[R-sig-Geo] Fitting nested variograms to empirical variograms

Edzer J. Pebesma e.pebesma at geog.uu.nl
Sat Oct 16 11:14:31 CEST 2004



Ole F. Christensen wrote:

>
> I have no experience fitting nested variogram models myself, but my 
> general opinion is that nested variograms aren't really useful, since 
> what matters the most is
> to make a good fit of the empirical variogram near the origin. And if 
> one really wants to make a very careful fit of a variogram-model to 
> the data, then the likelihood function should be used rather than 
> fitting to the empirical variogram.

This reasoning has been put forward in the 1999 book by Michael Stein which
contains besides this one a few very provocative statements, such as 
"forget about
sample variograms, only look at likelyhood profiles". Although I like 
the book,
the problem I have with it is that it contains hardly any analysis of 
real data. The
argument therefore is based on theory; mathematicians do that, and they 
may prove
right.

However, nested variograms have been very useful in the past, especially for
describing spatial variability in larger data sets. There are 
theoretical arguments
for using them, think e.g. of the nugget effect: it consists of 
measurement error
(a "true" nugget effect) and spatially correlated microvariation: a 
nested variogram
model with a range so small that it's usually not detected by the data; see
Cressie (1993) for more on this.
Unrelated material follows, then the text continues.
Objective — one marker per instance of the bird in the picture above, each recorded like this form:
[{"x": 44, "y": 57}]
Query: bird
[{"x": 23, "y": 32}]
Given it's not in the data, ML or REML 
will never pick
it up, it's only something you can (and should) impose when you know for
instance the true measurement error from other sources than the observed 
data.

I would like to see papers where both approaches (ML without nested vs.
nested models, traditionally fit) were compared with large data sets; I find
it hard to embrace theoretical ideas without having them seen work in 
practice.

Geostatistics is about modelling what's out there.